Dal decano della “letteratura narrativa” (ammesso che esista letteratura che non contempli narrazione) un reportage sull’ultima frontiera verso nord di quell’imbuto chiamato Europa.
di Alessandro Di Rienzo
Emmanuel Carrère è stato per quindici giorni a Calais e ha prodotto un reportage di 40mila battute. Ha provato a raccontare la cittadina senza parlare con e dei migranti. Ci è riuscito in parte, non ha avvicinato i richiedenti asilo ma la loro presenza è argomento inevitabile di tutte le conversazioni riportate. Nel libricino “A Calais”, pubblicato in Italia per Adelphi, l’autore spiega le ragioni dei no border incalliti come del successo del Front National. Prova a svestirsi della sahariana che etichetta la grande firma sul territorio di confine ma, come spesso accade con Carrére, tale tentativo è l’argomento principale della narrazione.
Interessante il dialogo immaginario, o due monologhi paralleli, con una presunta cronista locale che in una lettera anonima gli riversa quel quasi disprezzo che i piccoli artigiani dell’informazione nutrono per le firme che, anche involontariamente, producono sensazionalismo.
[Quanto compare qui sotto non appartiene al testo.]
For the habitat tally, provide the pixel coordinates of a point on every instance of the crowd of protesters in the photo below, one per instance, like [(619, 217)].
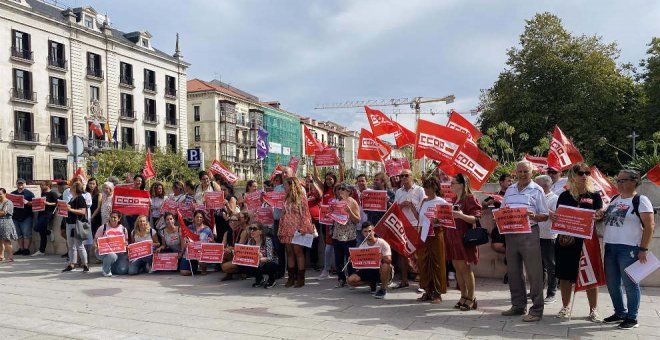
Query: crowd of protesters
[(546, 261)]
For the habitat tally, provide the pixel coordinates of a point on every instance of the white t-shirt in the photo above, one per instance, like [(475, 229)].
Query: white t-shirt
[(622, 226)]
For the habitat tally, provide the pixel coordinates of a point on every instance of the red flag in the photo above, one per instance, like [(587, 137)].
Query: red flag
[(458, 122), (311, 144), (380, 123), (371, 148), (590, 270), (438, 142), (395, 228), (654, 174), (404, 136), (562, 152), (475, 164), (148, 171)]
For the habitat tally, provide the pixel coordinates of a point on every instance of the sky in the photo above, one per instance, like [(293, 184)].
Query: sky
[(311, 52)]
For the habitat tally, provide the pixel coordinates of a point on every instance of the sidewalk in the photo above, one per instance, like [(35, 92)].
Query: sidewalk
[(39, 302)]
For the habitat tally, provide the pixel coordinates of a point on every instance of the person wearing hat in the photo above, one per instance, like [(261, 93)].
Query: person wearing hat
[(22, 218)]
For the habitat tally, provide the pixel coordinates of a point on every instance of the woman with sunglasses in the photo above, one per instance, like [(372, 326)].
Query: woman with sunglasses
[(628, 235), (467, 211), (582, 194)]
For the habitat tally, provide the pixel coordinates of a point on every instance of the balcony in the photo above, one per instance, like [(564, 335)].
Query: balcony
[(57, 64), (94, 73), (23, 96), (150, 87), (57, 102), (22, 55), (24, 137)]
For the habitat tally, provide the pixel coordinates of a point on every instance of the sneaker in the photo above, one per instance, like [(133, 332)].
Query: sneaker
[(550, 299), (564, 313), (628, 324), (613, 318)]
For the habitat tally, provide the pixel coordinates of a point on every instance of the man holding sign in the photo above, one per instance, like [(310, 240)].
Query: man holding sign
[(372, 276), (525, 248)]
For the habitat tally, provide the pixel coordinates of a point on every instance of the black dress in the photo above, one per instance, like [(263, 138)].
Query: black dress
[(567, 259)]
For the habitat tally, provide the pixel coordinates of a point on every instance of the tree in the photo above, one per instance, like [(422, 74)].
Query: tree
[(555, 78)]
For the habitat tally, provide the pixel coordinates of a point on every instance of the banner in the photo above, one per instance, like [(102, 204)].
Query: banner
[(573, 221), (327, 157), (459, 123), (217, 168), (474, 163), (437, 142), (214, 200), (38, 204), (590, 270), (379, 122), (245, 255), (139, 250), (365, 257), (17, 200), (131, 201), (212, 252), (111, 244), (395, 228), (165, 261), (374, 200), (562, 152), (512, 220)]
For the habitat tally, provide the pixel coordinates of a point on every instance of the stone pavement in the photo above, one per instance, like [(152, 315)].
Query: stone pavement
[(39, 302)]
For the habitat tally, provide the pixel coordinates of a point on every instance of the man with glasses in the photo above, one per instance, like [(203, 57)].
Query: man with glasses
[(525, 248), (373, 276)]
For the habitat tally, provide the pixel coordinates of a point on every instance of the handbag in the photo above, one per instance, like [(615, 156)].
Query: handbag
[(475, 236)]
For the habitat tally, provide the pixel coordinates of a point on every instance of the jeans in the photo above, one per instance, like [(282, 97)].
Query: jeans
[(617, 258), (115, 263)]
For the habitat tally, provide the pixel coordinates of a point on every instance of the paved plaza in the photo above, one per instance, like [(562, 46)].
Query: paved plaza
[(39, 302)]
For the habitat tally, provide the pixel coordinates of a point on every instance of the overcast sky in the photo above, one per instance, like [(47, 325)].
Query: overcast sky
[(309, 52)]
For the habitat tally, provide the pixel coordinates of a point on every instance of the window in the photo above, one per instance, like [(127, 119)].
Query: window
[(21, 45), (149, 80), (56, 54), (94, 68), (171, 142), (24, 167), (126, 74), (196, 115), (57, 92), (58, 130), (150, 139), (59, 169)]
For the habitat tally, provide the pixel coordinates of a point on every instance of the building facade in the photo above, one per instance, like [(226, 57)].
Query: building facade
[(223, 123), (66, 68)]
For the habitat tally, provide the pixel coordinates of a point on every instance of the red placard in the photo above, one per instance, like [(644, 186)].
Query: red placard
[(573, 221), (365, 257), (443, 212), (326, 157), (62, 208), (265, 216), (324, 214), (111, 244), (38, 204), (374, 200), (512, 220), (17, 200), (214, 200), (275, 199), (139, 250), (194, 250), (212, 252), (245, 255), (165, 261)]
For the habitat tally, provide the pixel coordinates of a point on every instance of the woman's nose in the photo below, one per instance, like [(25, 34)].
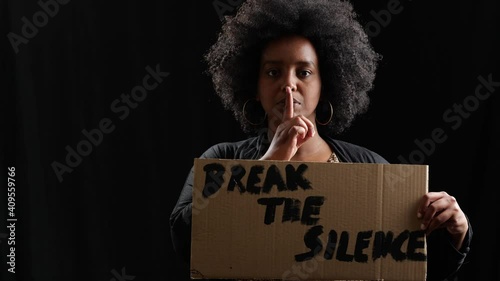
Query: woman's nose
[(289, 81)]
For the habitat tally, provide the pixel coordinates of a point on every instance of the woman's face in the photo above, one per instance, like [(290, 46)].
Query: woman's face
[(289, 62)]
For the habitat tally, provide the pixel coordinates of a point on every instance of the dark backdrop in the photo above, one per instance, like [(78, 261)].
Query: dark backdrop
[(69, 66)]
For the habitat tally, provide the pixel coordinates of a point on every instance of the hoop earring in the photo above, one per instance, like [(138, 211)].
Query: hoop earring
[(254, 110), (329, 119)]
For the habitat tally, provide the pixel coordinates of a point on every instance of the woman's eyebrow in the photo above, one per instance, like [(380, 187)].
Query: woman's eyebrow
[(275, 62)]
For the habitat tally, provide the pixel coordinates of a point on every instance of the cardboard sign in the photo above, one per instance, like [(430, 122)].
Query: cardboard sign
[(307, 221)]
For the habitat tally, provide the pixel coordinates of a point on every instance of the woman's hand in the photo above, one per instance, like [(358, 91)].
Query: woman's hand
[(291, 133), (441, 210)]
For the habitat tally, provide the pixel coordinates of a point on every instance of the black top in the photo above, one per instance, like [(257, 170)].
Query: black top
[(443, 260)]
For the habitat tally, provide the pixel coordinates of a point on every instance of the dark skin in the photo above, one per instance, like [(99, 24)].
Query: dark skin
[(289, 89)]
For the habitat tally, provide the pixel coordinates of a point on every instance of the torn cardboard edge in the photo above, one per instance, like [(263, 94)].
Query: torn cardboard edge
[(285, 220)]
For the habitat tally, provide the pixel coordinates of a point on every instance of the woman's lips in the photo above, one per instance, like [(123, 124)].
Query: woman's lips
[(283, 102)]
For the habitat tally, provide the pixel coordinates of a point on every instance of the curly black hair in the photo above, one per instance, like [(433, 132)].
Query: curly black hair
[(346, 58)]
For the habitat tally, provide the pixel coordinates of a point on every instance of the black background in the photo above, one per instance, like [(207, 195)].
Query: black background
[(110, 214)]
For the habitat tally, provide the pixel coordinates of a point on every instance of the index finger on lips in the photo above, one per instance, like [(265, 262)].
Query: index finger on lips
[(288, 112)]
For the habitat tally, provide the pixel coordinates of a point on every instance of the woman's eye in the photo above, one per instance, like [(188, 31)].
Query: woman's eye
[(272, 72), (304, 73)]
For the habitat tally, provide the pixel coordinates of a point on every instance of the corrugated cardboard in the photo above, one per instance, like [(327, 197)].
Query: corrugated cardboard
[(307, 221)]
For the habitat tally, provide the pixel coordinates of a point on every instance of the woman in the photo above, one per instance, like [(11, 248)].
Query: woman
[(295, 74)]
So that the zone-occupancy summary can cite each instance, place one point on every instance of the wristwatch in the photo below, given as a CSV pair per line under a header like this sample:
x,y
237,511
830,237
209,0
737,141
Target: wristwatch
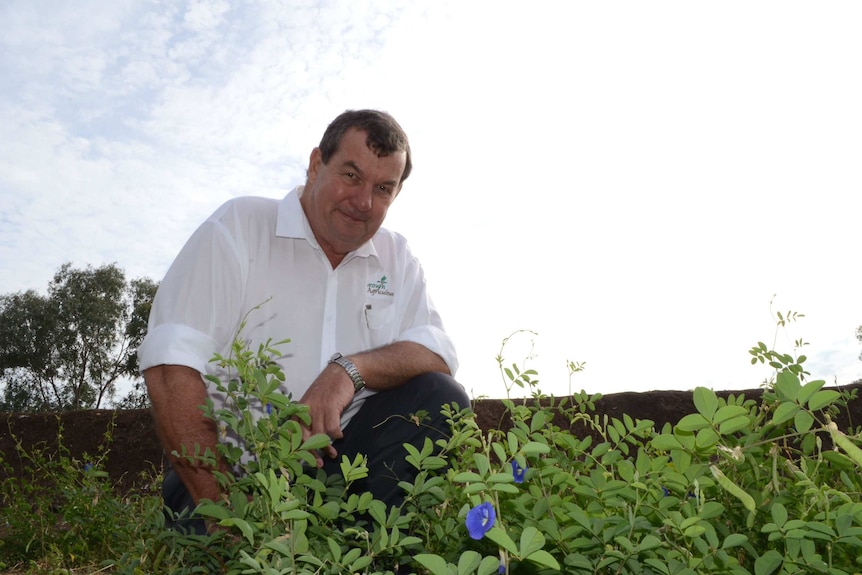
x,y
350,368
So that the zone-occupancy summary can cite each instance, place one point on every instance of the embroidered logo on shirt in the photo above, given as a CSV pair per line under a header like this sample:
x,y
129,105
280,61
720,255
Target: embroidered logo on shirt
x,y
379,287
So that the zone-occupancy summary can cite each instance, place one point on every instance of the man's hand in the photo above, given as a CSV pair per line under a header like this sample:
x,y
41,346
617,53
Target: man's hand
x,y
327,398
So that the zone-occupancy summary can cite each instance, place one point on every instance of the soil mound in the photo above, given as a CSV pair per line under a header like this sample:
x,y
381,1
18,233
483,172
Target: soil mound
x,y
134,452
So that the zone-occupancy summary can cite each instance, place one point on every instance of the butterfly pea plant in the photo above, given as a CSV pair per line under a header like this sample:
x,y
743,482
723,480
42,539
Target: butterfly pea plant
x,y
741,485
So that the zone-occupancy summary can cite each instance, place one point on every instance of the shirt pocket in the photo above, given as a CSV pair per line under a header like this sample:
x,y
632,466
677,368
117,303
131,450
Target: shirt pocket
x,y
379,322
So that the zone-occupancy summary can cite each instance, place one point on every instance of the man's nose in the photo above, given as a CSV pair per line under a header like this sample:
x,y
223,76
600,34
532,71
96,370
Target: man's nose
x,y
364,198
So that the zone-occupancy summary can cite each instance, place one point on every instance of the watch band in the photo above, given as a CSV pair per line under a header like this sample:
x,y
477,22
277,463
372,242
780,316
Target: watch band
x,y
350,368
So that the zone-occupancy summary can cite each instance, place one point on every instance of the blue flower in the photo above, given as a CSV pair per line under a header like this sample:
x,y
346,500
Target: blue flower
x,y
518,472
480,519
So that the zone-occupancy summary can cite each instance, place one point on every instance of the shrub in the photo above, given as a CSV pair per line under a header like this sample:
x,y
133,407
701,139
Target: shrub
x,y
737,487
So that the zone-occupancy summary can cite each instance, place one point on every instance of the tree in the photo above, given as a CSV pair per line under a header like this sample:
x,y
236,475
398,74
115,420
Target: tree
x,y
69,350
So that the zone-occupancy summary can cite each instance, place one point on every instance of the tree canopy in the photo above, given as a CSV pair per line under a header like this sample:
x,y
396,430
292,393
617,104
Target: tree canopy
x,y
70,348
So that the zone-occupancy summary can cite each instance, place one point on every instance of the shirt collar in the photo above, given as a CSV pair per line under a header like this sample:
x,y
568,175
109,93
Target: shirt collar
x,y
292,223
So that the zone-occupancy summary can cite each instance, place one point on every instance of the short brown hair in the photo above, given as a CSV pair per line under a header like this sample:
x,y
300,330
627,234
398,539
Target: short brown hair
x,y
384,135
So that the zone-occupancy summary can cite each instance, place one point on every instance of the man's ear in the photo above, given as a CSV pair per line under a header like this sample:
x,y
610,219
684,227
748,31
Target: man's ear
x,y
315,163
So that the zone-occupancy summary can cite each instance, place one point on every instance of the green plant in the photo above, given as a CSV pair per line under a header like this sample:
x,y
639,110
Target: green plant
x,y
62,512
740,485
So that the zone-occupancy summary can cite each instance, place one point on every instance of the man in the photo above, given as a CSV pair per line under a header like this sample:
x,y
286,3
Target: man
x,y
366,340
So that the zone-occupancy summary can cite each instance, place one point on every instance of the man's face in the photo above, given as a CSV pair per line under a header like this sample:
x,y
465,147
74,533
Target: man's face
x,y
346,199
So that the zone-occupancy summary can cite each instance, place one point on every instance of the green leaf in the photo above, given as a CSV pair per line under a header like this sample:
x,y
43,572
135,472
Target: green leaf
x,y
545,559
466,477
734,540
649,542
707,438
212,510
768,562
531,540
787,386
488,566
733,425
468,562
434,563
535,448
692,422
666,442
501,538
705,401
822,399
803,421
729,412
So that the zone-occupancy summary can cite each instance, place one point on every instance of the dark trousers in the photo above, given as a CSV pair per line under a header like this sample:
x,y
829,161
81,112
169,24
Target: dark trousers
x,y
378,430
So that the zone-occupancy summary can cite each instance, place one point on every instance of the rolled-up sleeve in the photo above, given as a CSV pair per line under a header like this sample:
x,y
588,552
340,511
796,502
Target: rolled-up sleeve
x,y
421,323
193,313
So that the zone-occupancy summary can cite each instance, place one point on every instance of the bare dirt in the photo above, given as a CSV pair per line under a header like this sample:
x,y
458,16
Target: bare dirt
x,y
133,452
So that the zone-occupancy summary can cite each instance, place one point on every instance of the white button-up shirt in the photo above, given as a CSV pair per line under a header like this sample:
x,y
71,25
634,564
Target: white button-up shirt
x,y
256,260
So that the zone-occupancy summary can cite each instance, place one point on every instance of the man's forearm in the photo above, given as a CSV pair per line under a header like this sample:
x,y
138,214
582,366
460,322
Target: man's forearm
x,y
176,393
394,364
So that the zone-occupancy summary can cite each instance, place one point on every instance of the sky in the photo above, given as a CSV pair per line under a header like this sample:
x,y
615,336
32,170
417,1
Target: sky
x,y
638,186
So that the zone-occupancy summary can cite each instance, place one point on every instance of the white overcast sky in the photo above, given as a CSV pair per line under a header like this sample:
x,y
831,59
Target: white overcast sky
x,y
634,181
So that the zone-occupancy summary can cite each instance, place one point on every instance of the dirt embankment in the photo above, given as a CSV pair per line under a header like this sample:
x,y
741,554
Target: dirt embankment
x,y
134,451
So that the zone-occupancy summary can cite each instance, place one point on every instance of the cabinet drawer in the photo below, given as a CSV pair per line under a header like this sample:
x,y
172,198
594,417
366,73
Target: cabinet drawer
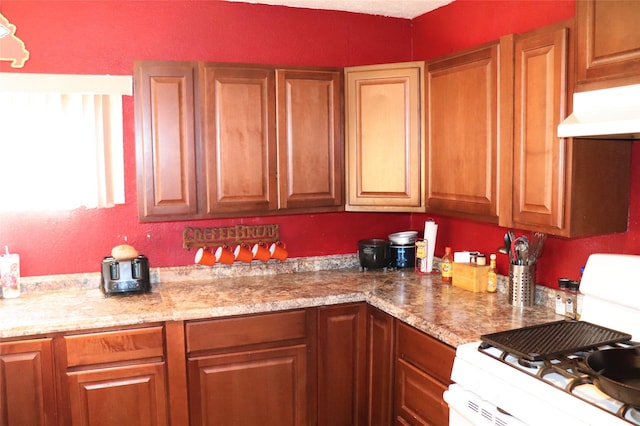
x,y
248,330
419,398
425,352
113,346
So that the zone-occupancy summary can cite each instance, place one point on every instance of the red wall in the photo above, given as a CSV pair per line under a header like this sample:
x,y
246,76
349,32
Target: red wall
x,y
464,24
104,37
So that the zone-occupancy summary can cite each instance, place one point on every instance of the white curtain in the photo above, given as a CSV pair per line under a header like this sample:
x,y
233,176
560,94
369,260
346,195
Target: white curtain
x,y
59,150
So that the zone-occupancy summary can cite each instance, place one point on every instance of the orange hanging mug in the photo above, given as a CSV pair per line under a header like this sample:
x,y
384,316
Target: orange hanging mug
x,y
260,251
243,253
205,257
278,251
224,255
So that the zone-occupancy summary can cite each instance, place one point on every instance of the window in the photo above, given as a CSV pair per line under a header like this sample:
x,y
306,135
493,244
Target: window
x,y
61,144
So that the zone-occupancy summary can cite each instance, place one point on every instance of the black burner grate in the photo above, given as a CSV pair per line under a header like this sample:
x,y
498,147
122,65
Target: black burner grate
x,y
544,341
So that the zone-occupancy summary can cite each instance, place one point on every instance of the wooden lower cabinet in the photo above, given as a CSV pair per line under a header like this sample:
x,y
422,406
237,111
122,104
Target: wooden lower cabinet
x,y
113,378
347,364
116,396
341,364
251,370
423,368
380,367
255,387
27,390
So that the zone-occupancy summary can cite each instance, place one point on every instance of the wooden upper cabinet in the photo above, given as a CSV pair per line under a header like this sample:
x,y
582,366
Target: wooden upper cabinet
x,y
385,137
310,139
462,117
222,140
165,139
239,138
566,187
540,103
608,43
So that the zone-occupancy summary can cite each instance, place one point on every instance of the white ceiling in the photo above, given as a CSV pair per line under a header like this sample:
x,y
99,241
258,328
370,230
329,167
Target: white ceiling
x,y
407,9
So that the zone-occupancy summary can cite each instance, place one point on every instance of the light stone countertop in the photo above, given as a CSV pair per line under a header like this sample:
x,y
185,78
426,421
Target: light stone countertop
x,y
448,313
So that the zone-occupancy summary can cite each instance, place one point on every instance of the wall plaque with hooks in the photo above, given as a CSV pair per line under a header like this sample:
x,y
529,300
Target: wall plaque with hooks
x,y
229,235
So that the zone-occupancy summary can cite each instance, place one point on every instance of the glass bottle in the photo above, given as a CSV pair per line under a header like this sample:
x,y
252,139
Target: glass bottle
x,y
492,275
446,266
Carrére dichiara che 15 giorni sono pochi per capire Calais, ma per un buon reportage sono certo sufficienti, e dissimula di ridurre al minimo quell’atteggiamento nannimorettista che caratterizza tutta l’opera prodotta: 70 pagine sul suo rapporto con la religione prima di parlarci supernamente di San Paolo ne “Il Regno”; continui riferimenti a se stesso disseminati in tutto il volume “Limonov”.
Anche per questo lavoro vale la massima che proprio Eduard Limonov ha riservato a Carrère per il libro che lo racconta: «ha spiegato Limonov ai borghesi. Speriamo capiscano». Qui Carrère ha parlato di Calais, accennando alle sue contraddizioni, alla borghesia francese. Una borghesia, come quella italiana, in affanno nella produzione di un immaginario universalista credibile.